Spinnensprookje

Er was eens een schoonmaakjuffrouw die vreselijk bang voor spinnen was. Ze werkte van ‘s morgens vroeg tot ‘s avonds laat om het kasteel van de baron en de barones glimmend schoon en spinnenvrij te houden. Altijd was ze druk in de weer met een stofdoek en de stofzuiger. De ramen lapte ze tot je jezelf erin kon spiegelen, wat de barones op prijs stelde. Die vond het heerlijk om in de ramen te kijken of haar nieuwe jurk goed zat, als ze door de lange gangen liep op weg naar haar theevisite, die beneden in de salon op haar wachtte. De baron zelf moest niet veel van de schoonmaakjuffrouw hebben. Ze mocht alleen in zijn kantoorkamer komen als hij niet thuis was. Hij had haar strikt verboden de papieren die op zijn bureau lagen aan te raken. O wee, als hij terugkwam van de jacht en hij zag, of meende dat hij zag, dat zijn papieren verschoven waren. De schoonmaakjuffrouw kreeg dan de wind van voren. Dat vond ze niet leuk en ze deed dus die dag nog beter haar best om de rest van het kasteel te boenen tot het glom. Op zulke dagen kropen de spinnen nog dieper weg in hun schuilhoeken. Ze kropen nog verder weg achter de plinten en klommen nog hoger naar het plafond waar de schoonmaakjuffrouw met haar stofzuiger niet bij kon komen. Toch waren er altijd spinnen die niet opletten of die in slaap vielen in hun webben. Die verdwenen met een snerpend geluid in de stofzuigerzak.

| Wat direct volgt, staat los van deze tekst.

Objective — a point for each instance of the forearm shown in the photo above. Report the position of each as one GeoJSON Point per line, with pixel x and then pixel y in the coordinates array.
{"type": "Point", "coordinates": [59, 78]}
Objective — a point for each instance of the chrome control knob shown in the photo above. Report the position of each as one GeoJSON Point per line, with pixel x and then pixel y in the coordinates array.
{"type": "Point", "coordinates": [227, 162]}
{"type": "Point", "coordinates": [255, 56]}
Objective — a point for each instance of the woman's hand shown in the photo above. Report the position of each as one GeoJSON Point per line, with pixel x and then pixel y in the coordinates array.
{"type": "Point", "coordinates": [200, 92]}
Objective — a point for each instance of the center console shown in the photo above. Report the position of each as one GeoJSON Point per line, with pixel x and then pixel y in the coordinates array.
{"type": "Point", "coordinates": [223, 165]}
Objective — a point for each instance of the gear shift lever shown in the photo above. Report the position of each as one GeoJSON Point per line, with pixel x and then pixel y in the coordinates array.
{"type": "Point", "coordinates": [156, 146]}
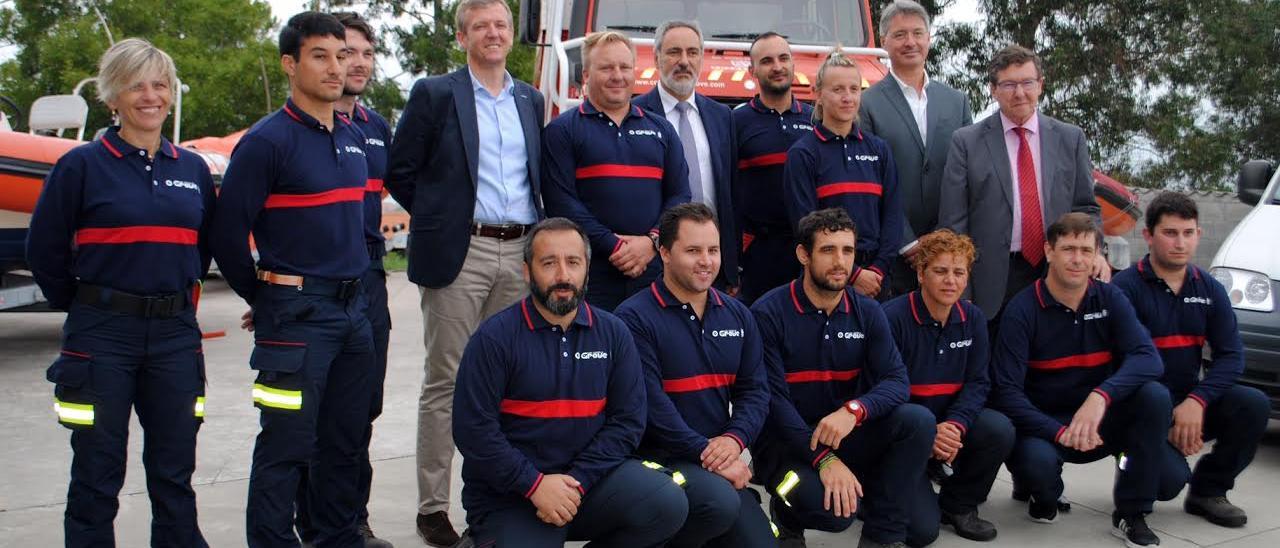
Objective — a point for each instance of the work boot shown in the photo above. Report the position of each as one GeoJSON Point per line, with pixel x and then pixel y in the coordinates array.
{"type": "Point", "coordinates": [1133, 530]}
{"type": "Point", "coordinates": [437, 530]}
{"type": "Point", "coordinates": [370, 539]}
{"type": "Point", "coordinates": [970, 526]}
{"type": "Point", "coordinates": [1216, 510]}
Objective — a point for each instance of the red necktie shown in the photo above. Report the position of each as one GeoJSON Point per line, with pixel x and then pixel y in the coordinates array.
{"type": "Point", "coordinates": [1033, 223]}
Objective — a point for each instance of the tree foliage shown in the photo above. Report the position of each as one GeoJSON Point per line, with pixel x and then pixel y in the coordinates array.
{"type": "Point", "coordinates": [1170, 92]}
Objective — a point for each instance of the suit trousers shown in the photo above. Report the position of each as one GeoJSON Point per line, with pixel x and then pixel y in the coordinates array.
{"type": "Point", "coordinates": [490, 281]}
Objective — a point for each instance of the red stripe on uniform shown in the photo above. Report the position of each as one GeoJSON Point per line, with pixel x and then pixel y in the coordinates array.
{"type": "Point", "coordinates": [763, 160]}
{"type": "Point", "coordinates": [553, 409]}
{"type": "Point", "coordinates": [137, 234]}
{"type": "Point", "coordinates": [1080, 360]}
{"type": "Point", "coordinates": [635, 172]}
{"type": "Point", "coordinates": [319, 199]}
{"type": "Point", "coordinates": [1178, 342]}
{"type": "Point", "coordinates": [849, 188]}
{"type": "Point", "coordinates": [821, 377]}
{"type": "Point", "coordinates": [698, 383]}
{"type": "Point", "coordinates": [926, 391]}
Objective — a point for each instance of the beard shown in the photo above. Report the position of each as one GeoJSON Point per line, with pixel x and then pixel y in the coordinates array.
{"type": "Point", "coordinates": [557, 306]}
{"type": "Point", "coordinates": [823, 283]}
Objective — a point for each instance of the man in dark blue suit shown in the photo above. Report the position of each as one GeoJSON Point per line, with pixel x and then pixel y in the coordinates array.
{"type": "Point", "coordinates": [465, 163]}
{"type": "Point", "coordinates": [705, 132]}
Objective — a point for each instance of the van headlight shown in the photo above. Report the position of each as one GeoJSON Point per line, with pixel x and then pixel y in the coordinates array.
{"type": "Point", "coordinates": [1247, 290]}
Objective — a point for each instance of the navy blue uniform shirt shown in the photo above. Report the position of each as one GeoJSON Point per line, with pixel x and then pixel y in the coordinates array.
{"type": "Point", "coordinates": [695, 369]}
{"type": "Point", "coordinates": [945, 364]}
{"type": "Point", "coordinates": [855, 173]}
{"type": "Point", "coordinates": [817, 362]}
{"type": "Point", "coordinates": [1182, 323]}
{"type": "Point", "coordinates": [112, 217]}
{"type": "Point", "coordinates": [612, 179]}
{"type": "Point", "coordinates": [533, 398]}
{"type": "Point", "coordinates": [378, 137]}
{"type": "Point", "coordinates": [763, 138]}
{"type": "Point", "coordinates": [1048, 357]}
{"type": "Point", "coordinates": [300, 188]}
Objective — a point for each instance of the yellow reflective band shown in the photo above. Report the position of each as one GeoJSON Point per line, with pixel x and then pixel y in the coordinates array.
{"type": "Point", "coordinates": [80, 414]}
{"type": "Point", "coordinates": [789, 482]}
{"type": "Point", "coordinates": [278, 398]}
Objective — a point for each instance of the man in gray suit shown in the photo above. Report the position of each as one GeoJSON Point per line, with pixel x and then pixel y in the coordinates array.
{"type": "Point", "coordinates": [1011, 174]}
{"type": "Point", "coordinates": [915, 115]}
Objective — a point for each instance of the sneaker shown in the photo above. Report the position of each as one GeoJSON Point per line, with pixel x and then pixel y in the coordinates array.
{"type": "Point", "coordinates": [370, 539]}
{"type": "Point", "coordinates": [1133, 530]}
{"type": "Point", "coordinates": [437, 530]}
{"type": "Point", "coordinates": [1042, 512]}
{"type": "Point", "coordinates": [863, 542]}
{"type": "Point", "coordinates": [1216, 510]}
{"type": "Point", "coordinates": [970, 526]}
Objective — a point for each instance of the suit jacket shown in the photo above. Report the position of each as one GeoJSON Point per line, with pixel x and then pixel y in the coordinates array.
{"type": "Point", "coordinates": [718, 123]}
{"type": "Point", "coordinates": [433, 168]}
{"type": "Point", "coordinates": [978, 195]}
{"type": "Point", "coordinates": [886, 114]}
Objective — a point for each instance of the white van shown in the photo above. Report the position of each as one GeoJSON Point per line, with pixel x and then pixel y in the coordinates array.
{"type": "Point", "coordinates": [1248, 265]}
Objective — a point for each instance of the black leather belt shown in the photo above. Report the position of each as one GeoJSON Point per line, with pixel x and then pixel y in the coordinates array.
{"type": "Point", "coordinates": [136, 305]}
{"type": "Point", "coordinates": [501, 231]}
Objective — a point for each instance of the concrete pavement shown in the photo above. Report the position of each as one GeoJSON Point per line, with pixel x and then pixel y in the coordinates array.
{"type": "Point", "coordinates": [35, 456]}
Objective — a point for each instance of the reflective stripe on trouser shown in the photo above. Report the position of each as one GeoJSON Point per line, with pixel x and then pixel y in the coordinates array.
{"type": "Point", "coordinates": [312, 356]}
{"type": "Point", "coordinates": [113, 365]}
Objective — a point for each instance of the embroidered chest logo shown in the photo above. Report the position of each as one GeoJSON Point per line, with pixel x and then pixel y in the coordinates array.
{"type": "Point", "coordinates": [1097, 315]}
{"type": "Point", "coordinates": [186, 185]}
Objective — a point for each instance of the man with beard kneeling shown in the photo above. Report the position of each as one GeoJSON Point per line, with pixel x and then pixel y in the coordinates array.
{"type": "Point", "coordinates": [549, 405]}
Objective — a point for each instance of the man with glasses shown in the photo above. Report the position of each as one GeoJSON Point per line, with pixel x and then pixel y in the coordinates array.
{"type": "Point", "coordinates": [1010, 173]}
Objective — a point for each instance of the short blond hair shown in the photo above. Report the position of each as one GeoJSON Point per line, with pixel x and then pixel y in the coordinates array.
{"type": "Point", "coordinates": [127, 62]}
{"type": "Point", "coordinates": [599, 39]}
{"type": "Point", "coordinates": [836, 58]}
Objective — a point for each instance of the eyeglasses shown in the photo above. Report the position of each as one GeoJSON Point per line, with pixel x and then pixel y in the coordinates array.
{"type": "Point", "coordinates": [1008, 87]}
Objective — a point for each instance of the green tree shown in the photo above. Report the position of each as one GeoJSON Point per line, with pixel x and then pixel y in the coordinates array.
{"type": "Point", "coordinates": [1168, 91]}
{"type": "Point", "coordinates": [225, 54]}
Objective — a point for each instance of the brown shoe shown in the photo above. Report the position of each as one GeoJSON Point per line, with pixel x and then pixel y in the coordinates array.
{"type": "Point", "coordinates": [437, 530]}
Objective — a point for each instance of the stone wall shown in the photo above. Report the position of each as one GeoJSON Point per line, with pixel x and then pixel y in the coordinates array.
{"type": "Point", "coordinates": [1220, 213]}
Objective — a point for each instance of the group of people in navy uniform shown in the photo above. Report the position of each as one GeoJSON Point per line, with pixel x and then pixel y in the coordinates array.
{"type": "Point", "coordinates": [644, 313]}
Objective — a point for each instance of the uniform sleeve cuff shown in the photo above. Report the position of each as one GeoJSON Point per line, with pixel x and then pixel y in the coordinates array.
{"type": "Point", "coordinates": [741, 444]}
{"type": "Point", "coordinates": [531, 489]}
{"type": "Point", "coordinates": [1105, 396]}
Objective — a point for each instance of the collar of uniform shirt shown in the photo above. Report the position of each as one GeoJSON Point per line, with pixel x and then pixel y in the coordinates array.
{"type": "Point", "coordinates": [670, 101]}
{"type": "Point", "coordinates": [507, 82]}
{"type": "Point", "coordinates": [906, 87]}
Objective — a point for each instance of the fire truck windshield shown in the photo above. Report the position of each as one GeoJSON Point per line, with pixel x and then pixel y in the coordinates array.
{"type": "Point", "coordinates": [818, 22]}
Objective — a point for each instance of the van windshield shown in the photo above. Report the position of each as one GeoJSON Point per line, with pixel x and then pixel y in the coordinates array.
{"type": "Point", "coordinates": [818, 22]}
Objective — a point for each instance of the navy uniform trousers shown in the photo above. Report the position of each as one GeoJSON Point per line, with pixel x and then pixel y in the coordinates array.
{"type": "Point", "coordinates": [886, 455]}
{"type": "Point", "coordinates": [1137, 427]}
{"type": "Point", "coordinates": [314, 355]}
{"type": "Point", "coordinates": [974, 469]}
{"type": "Point", "coordinates": [631, 507]}
{"type": "Point", "coordinates": [110, 364]}
{"type": "Point", "coordinates": [374, 283]}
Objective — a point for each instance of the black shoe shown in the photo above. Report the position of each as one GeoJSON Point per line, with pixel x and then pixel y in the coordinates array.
{"type": "Point", "coordinates": [437, 530]}
{"type": "Point", "coordinates": [1042, 512]}
{"type": "Point", "coordinates": [787, 538]}
{"type": "Point", "coordinates": [1133, 530]}
{"type": "Point", "coordinates": [970, 526]}
{"type": "Point", "coordinates": [1216, 510]}
{"type": "Point", "coordinates": [370, 539]}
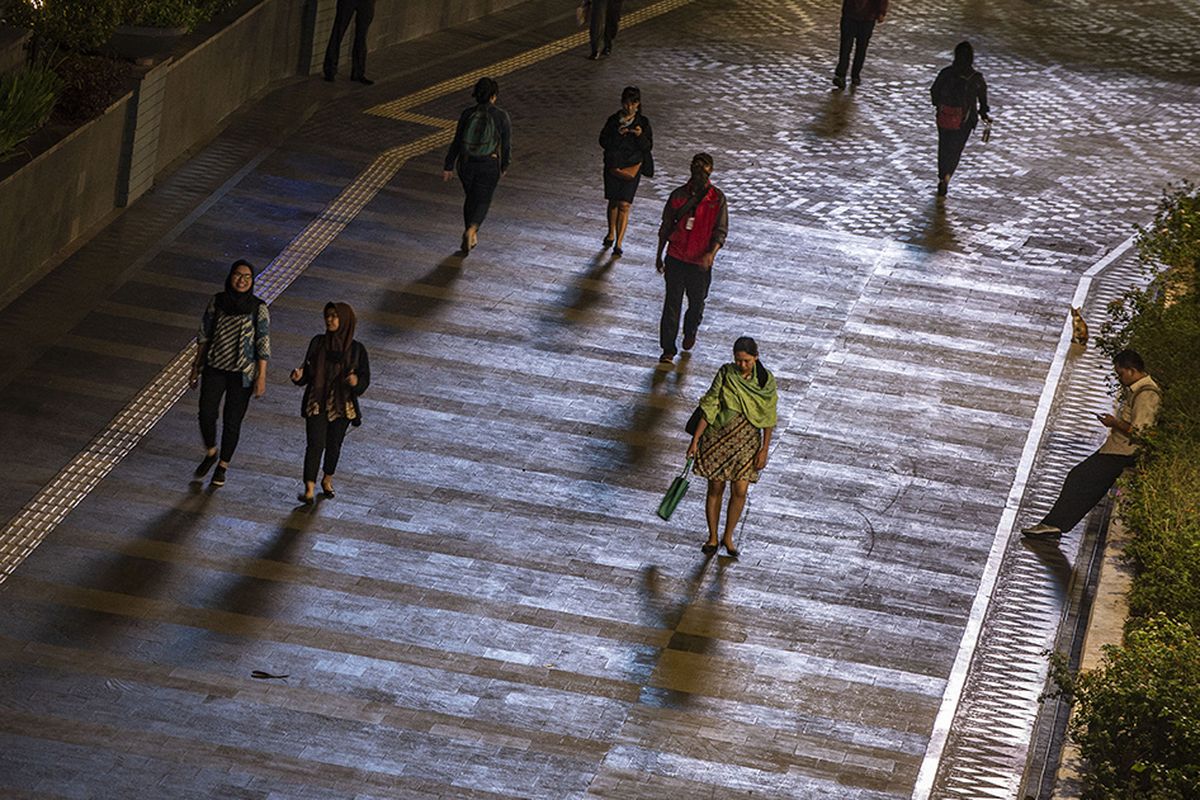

Zo verging het ook Langpoot de huisspin. Het was die nacht druk geweest in zijn web. Het was broeierig en de muggen waren op zoek gegaan naar mensenbloed. Om bij de slaapkamer van de baron en de barones te komen moesten de muggen door de lange gang, de brede trap op naar boven. Daar aan het einde van weer een gang, nog voorbij Peter’s slaapkamer, het zoontje van de baron en barones, moesten ze zijn. Peter’s kamerdeur stond altijd op een kiertje, maar de muggen wisten dat het geen zin had bij hem op bezoek te gaan. Hij sliep onder een muskietennet en daar konden ze geen gaatje in ontdekken waardoor ze naar binnen konden piepen. Zo kwam het dat er verschillende muggen tegen de draden van Langpoot ‘s web, dat hij vlakbij de slaapkamer van de baron en de barones geweven had, aanvlogen en vast bleven zitten. Langpoot kwam op de drafje aangerend als weer een mug zijn web deed trillen. Tegen de morgen, toen het licht begon te worden, zat zijn buikje helemaal vol. Hij voelde zich slaperig na een nacht hard werken. Hij dommelde weg en had niet in de gaten dat de schoonmaakjuffrouw de stofzuiger vlak onder zijn slaapplaats neergezet had. Hij zag ook niet dat ze de stofzuigerslang, met dat venijnige smalle mondstuk, richting zijn web stuurde. Haar hand, die het mondstuk vasthield, trilde, terwijl haar voet naar het aan-uitknopje op de stofzuiger zocht. Ineens vulde het gebrul van de stofzuigermotor de gang en deed Langpoot in zijn web beven van schrik. Nog voordat hij zich realiseerde wat er gebeurde werd hij met web en al de stofzuigerslang ingesleurd. Hij klapte met zijn hoofd een paar keer tegen de binnenwand van de slang en belandde toen in een dikke laag stof die zich over de loop van een paar dagen in de zak had opgestapeld. Hij kuchtte om het stof, dat in zijn longen terecht was gekomen, er weer uit te krijgen. Hij nieste een paar keer. Dat maakte zijn neus weer stofvrij. Hij sloeg zijn voorste paar poten voor zijn oren. Het lawaai van de stofzuigermotor was oorverdovend.  Ineens werd het stil. De schoonmaakjuffrouw had vast het aan-uitknopje weer met haar voet ingedrukt. Langpoot keek eens om zich heen. Het was stikdonker in de zak. Overal om zich heen voelde hij stof, stof en nog eens stof. Zijn rechterhanden voelden iets bewegen in het stof. Langpoot verstrakte. Iemand begon te niezen op de plek waar het stof had bewogen. Aan de andere kant begon er iemand te hoesten. Toen begon er een lichtje bij Langpoot te branden.

‘Wie is daar?, vroeg hij.

‘Wij natuurlijk’, kwam direct het antwoord.

Meteen herkende Langpoot de stemmen van Kruisspin en Trilspin. Langpoot herinnerde zich dat Kruisspin die week op bezoek was gegaan bij Trilspin. Kruisspin woonde in de kasteeltuin. Tijdens zijn bezoek, toen beiden in een druk gesprek verwikkeld waren, had de schoonmaakjuffrouw ook hen overvallen. Kruisspin kuchtte. Het klonk niet best.

‘Er moet een einde komen aan de rigoreuze schoonmaakpraktijken van de schoonmaakjuffrouw’, hoestte hij.  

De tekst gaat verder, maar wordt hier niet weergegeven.